No. Whether an employee has school-age children or not is irrelevant to the legislature. Nevertheless, if the company situation allows, employers may prefer parents' vacation wishes during the school holidays, since they can only go on vacation together with their children during these times. Working parents are not entitled to this, however.

Other considerations can also play a role here:

  • Length of service,

  • Age and number of school-age children

  • Health status,

  • Vacation of other family members or

  • the vacation regulations in previous years.

8. It's Christmas Eve and New Year's Eve, isn't it?

Contrary to popular belief, Christmas Eve and New Year's Eve are not public holidays. If you would like to have free days on these days, you must apply for a day or two days of leave.

In many companies, however, they only work until noon on these days. A kind of customary law for employees can be derived from this. If this happens three years in a row without reservation by the employer, this results in an "operational exercise" and the employee may also be entitled to only work half a day in the following years. A kind of contract is created based on a tacit assumption.

9. How many vacation days can I save for the next year according to labor law?

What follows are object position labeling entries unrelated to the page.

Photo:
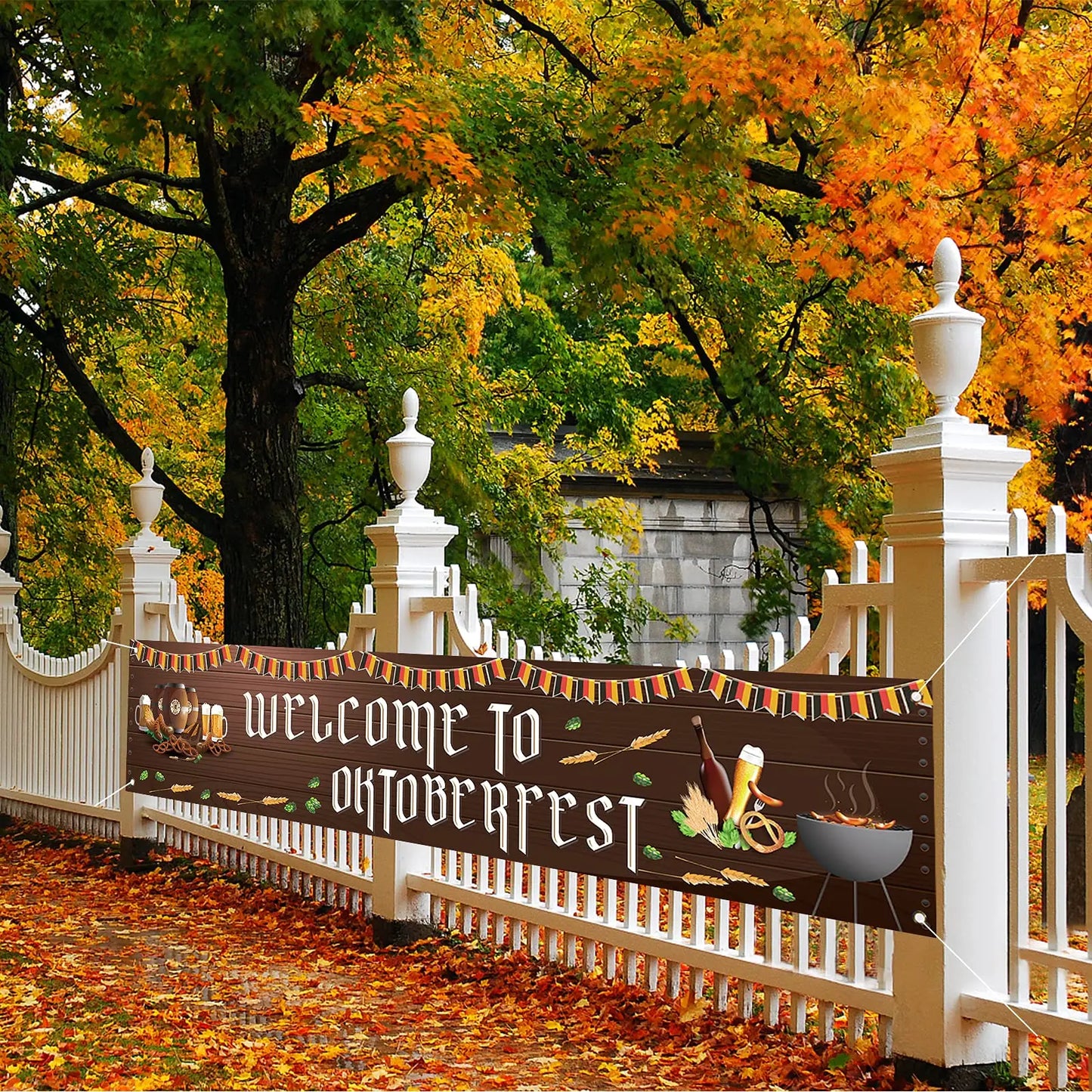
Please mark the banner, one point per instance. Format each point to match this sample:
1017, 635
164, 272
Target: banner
805, 793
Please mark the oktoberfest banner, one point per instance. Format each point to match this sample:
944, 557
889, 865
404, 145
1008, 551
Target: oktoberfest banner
809, 704
753, 787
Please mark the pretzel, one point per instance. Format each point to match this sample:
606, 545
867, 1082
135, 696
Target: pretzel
755, 820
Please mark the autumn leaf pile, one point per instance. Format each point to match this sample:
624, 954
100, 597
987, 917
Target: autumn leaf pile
188, 976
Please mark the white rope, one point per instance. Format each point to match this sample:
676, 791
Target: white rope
986, 613
920, 917
115, 793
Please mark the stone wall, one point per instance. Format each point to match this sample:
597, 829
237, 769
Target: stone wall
694, 558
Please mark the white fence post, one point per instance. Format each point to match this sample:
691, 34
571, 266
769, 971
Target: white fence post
145, 561
410, 546
950, 480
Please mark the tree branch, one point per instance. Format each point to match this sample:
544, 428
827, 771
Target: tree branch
674, 12
83, 189
343, 221
311, 164
333, 379
546, 35
53, 338
93, 193
782, 178
212, 187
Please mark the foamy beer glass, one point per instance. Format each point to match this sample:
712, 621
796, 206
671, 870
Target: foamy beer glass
218, 724
144, 716
748, 768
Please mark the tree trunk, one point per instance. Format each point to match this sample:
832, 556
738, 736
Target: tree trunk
9, 462
261, 546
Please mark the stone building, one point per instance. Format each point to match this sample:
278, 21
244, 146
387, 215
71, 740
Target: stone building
700, 531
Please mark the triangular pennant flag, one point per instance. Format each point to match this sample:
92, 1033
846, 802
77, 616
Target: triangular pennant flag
714, 684
741, 692
858, 701
889, 700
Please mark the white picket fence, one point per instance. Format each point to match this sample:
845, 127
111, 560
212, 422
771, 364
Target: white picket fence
675, 940
939, 604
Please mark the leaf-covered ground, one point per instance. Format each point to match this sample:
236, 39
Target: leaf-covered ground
186, 977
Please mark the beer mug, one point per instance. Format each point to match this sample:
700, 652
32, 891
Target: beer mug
218, 723
144, 712
194, 711
748, 768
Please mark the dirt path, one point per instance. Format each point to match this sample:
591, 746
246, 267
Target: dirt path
184, 977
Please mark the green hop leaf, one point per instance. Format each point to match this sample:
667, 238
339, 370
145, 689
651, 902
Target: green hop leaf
728, 836
682, 824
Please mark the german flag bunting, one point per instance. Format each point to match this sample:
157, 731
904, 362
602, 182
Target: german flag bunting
741, 692
889, 700
858, 702
897, 700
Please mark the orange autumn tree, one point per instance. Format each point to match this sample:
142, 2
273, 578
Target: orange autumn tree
773, 178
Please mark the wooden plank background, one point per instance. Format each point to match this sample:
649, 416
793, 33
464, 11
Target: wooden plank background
812, 766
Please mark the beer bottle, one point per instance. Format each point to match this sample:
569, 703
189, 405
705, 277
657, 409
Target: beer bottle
714, 779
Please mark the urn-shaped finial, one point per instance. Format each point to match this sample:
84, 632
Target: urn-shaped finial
947, 338
145, 496
411, 452
5, 540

Despite good vacation planning, it can happen that you don't use up your vacation within the year. Does the remaining vacation expire? Not necessarily. Under certain conditions, you can take the remaining vacation days with you into the new year - if there are personal or operational reasons for not being able to use your full annual vacation in the previous year.

In any case, you must inform your employer that you do not want to use up the remaining vacation days until the coming year. Otherwise your entitlement may be forfeited.

Some companies allow their employees to take a few days of leave with them into the new year. Whether this also applies to you and by when you have to take the remaining leave at the latest can be found in the employment contract or in the HR department.

If you are allowed to take remaining leave with you until the end of March of the following year, the entitlement does not expire if the employee is sick for the first three months of the new year. In this case, he can also take the remaining leave later. He should do so soon, however.

Another exception rule for vacation applies to employees who have not been with the company for six months as of December 31 and were unable to take vacation due to the probationary period. Then these employees are allowed to use up the remaining vacation days up to the end of the following year.

10. I don't want to go on vacation this year and prefer to have the money. The employer has to pay me the vacation days, right?

Unfortunately this is not possible. There is only one possibility of having vacation days paid out by the employer: If it is no longer possible to take the remaining vacation due to the termination of the employment relationship.

11. Can my boss order me back to the company from my vacation?

He is allowed to do this in emergencies, for example if the existence of the company would otherwise be endangered. However, this is likely to happen very rarely in practice. However, he then has to pay for the resulting costs.

12. I got sick while on vacation, what now?

If you have informed your employer immediately, went to the doctor and received a medical certificate, you will not lose any vacation days. However, you will need a medical certificate from the first day of your illness on vacation if you want to keep your vacation days.

This article is based on oneAdviser to the personnel services company Robert Half.